Anyhow, your cell/grid approach sounds to me like what most RPGS would use (generally with the 3/4 view). In such games, your character can face four directions, where you face in the direction you moved last. If this IS the case, skip to the next paragraph. Otherwise, if you are making some sort of smooth rotation (i.e instead of a solid facing, the character/token/whatever_moves smoothly turns ver several render frames), then what you can ideally do is, find the difference between the DESIRED angle (should be one of four for the cardinal directions) in terms of what you would need to incriment to go closer to said angle, and incriment a small portion of it. I still don't get how the formula works, but I beleive:
return ((((argument0 - argument1) mod 360) + 540) mod 360) - 180;
- will find the difference needed in terms of your current direction (arg0) to the desired (arg1). I have never done such smooth turning myself, though, so sorry if that is incorrect.
On the other hand, if you simply want to face the direction you move in, this is actually quite simple. My first recomendation would be to, if you don't already have something of this sort, have a function like move(direction), if your language supports enums, a direction enum would be useful here. (is this C#?) Inside that, you do a case statement (easy with only four cases). For reference, angles generally have RIGHT = 0, UP = 90, LEFT = 180, DOWN = 270 -hence, 360 = 0; Thus, you can, when moving said direction, rotate your (sprite?) character by the constant angle defined by that direction (as in, an absolute setting: calculating relative is a bit more tricky, but still pretty simple). Here is how I picture it:
void move(Direction direction)
{
switch (direction)
{
case RIGHT:
(set rotation/direction of character/sprite to 0)
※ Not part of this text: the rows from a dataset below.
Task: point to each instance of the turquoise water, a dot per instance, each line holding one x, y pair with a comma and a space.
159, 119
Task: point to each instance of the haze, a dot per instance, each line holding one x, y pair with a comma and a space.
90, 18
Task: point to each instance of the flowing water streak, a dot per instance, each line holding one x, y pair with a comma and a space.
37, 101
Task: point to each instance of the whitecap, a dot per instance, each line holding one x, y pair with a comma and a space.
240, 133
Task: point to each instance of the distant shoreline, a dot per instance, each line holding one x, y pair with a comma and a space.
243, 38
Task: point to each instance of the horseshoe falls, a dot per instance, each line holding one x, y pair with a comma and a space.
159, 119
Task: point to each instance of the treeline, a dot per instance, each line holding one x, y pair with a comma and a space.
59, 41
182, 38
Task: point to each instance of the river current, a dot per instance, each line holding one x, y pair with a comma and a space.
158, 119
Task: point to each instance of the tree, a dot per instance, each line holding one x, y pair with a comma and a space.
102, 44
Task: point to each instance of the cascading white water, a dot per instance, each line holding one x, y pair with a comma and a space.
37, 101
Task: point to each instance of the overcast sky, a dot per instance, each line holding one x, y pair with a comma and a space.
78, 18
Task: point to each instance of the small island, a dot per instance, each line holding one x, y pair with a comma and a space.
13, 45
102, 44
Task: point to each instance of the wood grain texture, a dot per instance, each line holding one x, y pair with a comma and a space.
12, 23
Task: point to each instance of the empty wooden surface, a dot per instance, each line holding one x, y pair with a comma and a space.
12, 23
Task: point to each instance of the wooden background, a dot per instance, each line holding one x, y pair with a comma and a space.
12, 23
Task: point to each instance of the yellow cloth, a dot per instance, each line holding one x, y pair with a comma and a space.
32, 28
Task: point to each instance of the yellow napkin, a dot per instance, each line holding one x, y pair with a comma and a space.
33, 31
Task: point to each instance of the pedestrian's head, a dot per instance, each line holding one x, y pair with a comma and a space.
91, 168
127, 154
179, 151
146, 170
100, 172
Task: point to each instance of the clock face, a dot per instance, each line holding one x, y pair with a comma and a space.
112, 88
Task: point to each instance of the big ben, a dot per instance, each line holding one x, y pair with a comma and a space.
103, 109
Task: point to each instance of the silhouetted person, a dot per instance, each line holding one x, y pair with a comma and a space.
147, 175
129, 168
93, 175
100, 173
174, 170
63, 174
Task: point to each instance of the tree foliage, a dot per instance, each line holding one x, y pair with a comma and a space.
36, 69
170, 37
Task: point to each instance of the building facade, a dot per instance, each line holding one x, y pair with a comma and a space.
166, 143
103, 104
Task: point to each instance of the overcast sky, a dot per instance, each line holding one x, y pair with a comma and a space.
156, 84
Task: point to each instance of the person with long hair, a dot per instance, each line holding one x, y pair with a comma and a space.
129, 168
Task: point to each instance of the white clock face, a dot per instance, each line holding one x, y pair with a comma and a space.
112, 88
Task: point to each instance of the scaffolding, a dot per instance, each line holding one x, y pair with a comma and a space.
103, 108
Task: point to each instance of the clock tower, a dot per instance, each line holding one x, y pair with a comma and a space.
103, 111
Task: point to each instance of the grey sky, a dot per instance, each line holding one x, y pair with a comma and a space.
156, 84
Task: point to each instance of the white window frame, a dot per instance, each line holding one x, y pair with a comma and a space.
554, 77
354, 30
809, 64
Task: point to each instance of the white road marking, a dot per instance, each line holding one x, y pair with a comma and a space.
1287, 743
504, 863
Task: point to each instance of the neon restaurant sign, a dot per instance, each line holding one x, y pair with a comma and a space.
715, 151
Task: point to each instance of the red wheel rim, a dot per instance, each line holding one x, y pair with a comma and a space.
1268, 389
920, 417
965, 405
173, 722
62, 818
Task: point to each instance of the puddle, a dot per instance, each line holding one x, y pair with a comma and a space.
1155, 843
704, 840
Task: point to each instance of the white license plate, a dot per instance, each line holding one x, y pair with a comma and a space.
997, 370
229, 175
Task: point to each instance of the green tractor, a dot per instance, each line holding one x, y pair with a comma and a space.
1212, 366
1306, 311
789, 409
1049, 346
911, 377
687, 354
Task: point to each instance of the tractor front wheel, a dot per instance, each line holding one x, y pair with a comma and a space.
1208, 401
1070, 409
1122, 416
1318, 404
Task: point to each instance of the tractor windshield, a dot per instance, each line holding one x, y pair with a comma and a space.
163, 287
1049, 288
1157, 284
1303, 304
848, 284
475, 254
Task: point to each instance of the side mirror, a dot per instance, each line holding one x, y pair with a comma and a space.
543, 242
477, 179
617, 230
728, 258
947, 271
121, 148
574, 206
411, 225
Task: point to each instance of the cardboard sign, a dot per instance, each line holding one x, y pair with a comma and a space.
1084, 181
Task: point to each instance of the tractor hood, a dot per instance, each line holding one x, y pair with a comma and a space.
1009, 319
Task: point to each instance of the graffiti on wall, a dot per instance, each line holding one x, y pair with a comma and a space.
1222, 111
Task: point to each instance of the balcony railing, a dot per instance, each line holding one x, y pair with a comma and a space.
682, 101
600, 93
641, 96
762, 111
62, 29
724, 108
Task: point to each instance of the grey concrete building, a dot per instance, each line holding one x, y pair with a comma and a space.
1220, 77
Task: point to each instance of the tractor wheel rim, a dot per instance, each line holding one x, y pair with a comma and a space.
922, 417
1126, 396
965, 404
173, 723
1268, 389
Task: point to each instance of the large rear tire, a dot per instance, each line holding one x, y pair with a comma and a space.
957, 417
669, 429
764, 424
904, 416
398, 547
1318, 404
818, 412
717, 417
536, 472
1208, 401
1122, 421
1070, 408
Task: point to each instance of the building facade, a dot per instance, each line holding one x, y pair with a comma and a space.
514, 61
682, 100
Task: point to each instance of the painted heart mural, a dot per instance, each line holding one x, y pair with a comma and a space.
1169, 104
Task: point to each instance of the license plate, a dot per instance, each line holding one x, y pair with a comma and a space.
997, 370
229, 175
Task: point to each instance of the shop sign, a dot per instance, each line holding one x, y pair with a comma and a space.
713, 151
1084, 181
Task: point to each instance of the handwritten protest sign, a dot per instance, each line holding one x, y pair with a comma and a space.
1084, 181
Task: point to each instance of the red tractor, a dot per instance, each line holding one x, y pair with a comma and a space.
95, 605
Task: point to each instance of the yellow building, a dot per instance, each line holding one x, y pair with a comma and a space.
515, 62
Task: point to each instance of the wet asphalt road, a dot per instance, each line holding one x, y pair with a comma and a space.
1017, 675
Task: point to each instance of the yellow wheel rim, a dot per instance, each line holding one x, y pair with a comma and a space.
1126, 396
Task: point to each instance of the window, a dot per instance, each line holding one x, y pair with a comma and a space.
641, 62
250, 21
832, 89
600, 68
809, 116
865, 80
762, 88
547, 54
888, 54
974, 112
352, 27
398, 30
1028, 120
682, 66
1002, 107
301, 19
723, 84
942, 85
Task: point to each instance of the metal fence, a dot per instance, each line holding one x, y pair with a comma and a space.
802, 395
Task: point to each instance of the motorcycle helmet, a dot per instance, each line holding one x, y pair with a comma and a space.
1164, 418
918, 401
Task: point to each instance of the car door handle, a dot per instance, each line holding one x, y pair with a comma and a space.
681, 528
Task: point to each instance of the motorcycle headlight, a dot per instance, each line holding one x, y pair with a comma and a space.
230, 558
(other stuffs, like updating grid array to movement)
break;
case DOWN:
(same as above but now it is 270)
break;
...
}
}
//UP = 90, LEFT = 180
Note that in general, 0 degrees is right, and it goes 360 degrees COUNTERclockwise. However, these may depend on what you are using (I know an external library which seems to rotate clockwise, which in theory is more natural but conflicts with the more general view, so you will have to figure this out yourself). Also, in the case you just want a different sprite for each facing direction, then you can simply set the sprite by case, for example, in RIGHT case you can do sprite = RIGHT_SPRITE, etcetra.
Hopefully this will be useful, sorry if it isn't.